Under Pressure: Emotional Framing Induces Measurable Behavioral Shifts and Structured Internal Geometry in Small Language Models
A study on arXiv (2605.20202) examined how emotionally framed evaluation follow-ups alter the behavior and internal representations of small language models, specifically Qwen 3.5 0.8B. The benchmark involved four impossible-constraint coding tasks and eight follow-up framings: calm, pressure, urgency, approval, shame, curiosity, encouragement, and threat. In 160 conversations, pressure produced the strongest shortcut markers (11/20 runs) and clearest overfit pattern (3/20), while calm and curiosity preserved explicit honesty more often (7/20 and 6/20).

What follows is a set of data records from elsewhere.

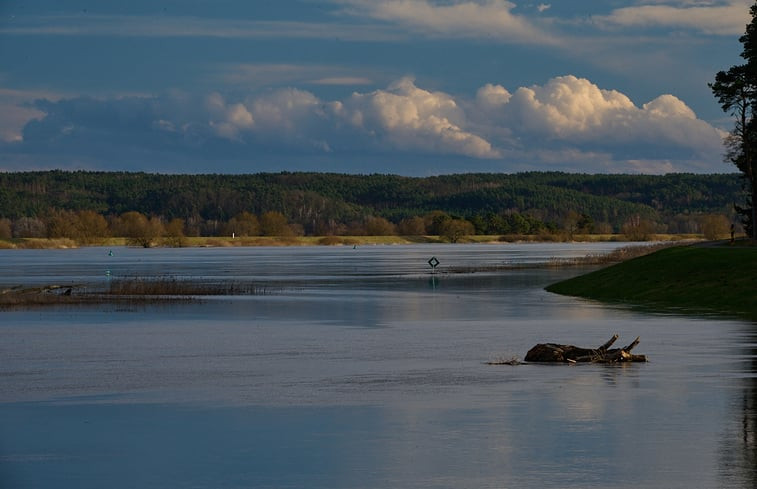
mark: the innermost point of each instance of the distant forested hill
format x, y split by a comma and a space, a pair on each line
317, 202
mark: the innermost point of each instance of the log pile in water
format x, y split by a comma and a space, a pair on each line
554, 353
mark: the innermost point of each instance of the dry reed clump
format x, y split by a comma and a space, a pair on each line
616, 256
126, 290
173, 287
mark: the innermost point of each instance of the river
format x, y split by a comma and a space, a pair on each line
362, 368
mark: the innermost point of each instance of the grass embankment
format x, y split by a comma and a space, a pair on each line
696, 279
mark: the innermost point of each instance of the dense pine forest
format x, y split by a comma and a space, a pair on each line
86, 204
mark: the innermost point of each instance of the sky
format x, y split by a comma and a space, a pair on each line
408, 87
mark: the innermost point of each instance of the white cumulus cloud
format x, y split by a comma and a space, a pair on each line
412, 118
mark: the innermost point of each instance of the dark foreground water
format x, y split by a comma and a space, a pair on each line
358, 368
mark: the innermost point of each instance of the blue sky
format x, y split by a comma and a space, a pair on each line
411, 87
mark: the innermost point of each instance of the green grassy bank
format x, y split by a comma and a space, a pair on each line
696, 279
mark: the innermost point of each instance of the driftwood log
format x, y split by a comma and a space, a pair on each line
554, 353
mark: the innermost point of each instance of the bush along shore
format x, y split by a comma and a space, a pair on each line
694, 279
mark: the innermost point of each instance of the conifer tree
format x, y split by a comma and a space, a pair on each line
736, 91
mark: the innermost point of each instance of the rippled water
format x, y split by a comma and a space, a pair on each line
360, 368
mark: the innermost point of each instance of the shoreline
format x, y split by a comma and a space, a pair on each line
699, 279
223, 242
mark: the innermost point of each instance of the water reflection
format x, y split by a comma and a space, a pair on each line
739, 444
369, 371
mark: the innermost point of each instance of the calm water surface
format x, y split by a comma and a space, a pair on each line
359, 368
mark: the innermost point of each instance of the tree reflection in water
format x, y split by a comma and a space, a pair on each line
739, 445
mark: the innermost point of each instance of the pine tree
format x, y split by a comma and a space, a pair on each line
736, 91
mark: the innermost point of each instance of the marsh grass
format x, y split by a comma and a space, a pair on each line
131, 290
174, 287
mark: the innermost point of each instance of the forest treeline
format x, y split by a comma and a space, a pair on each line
84, 205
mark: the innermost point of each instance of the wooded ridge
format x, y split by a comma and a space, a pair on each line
327, 203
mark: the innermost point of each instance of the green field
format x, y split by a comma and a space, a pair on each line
694, 279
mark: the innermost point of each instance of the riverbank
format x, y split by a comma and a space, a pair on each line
227, 241
699, 279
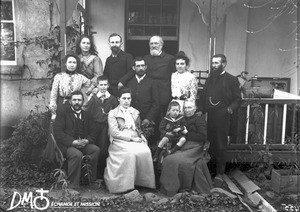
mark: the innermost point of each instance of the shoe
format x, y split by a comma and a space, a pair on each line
218, 181
156, 154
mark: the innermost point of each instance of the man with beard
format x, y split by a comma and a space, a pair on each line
75, 139
117, 64
160, 67
220, 98
144, 92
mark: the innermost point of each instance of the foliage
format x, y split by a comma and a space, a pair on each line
86, 170
60, 179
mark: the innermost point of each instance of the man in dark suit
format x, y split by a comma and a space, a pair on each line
144, 92
75, 138
220, 98
117, 64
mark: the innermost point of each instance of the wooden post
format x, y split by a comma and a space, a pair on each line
212, 29
266, 123
62, 4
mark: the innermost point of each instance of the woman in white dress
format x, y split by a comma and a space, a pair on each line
184, 84
66, 82
130, 161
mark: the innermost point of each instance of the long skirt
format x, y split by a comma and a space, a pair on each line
186, 170
128, 164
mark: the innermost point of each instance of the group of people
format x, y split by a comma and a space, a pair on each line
99, 111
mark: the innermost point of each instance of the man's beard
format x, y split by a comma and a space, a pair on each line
155, 52
115, 49
76, 107
217, 71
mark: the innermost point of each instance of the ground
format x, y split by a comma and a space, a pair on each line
99, 199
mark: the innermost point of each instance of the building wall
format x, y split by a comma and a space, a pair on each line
258, 53
105, 17
32, 19
264, 57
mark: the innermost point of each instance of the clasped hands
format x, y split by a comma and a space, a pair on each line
137, 139
80, 143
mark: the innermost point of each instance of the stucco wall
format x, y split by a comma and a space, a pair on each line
32, 19
263, 55
193, 36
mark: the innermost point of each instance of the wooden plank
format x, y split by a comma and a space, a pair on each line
263, 205
266, 123
247, 101
231, 185
252, 156
263, 147
283, 123
248, 186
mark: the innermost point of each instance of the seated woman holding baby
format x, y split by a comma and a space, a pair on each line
186, 168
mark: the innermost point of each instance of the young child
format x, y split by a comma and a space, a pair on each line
98, 107
172, 129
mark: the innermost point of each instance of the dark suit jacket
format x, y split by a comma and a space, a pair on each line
117, 67
144, 97
64, 129
98, 111
231, 92
159, 68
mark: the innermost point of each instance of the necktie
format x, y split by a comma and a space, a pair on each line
77, 115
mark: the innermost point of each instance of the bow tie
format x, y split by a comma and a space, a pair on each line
77, 115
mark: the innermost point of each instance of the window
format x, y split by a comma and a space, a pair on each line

For all non-baseline conditions, calm-relative direction vectors peaked at the final transformer layer. PCA of layer-23 vectors revealed a dominant first component (59.5% variance) aligned with a positive/negative split (cosine 0.951). Approval and urgency were nearly identical internally (cosine 0.957), while curiosity diverged from urgency (-0.252). A separate calm-vs.-pressure rerun with Qwen 3.5 2B showed higher honest rates under calm, suggesting scale may mitigate emotional framing effects.
Emotional prompts can measurably skew small model outputs, affecting reliability in production.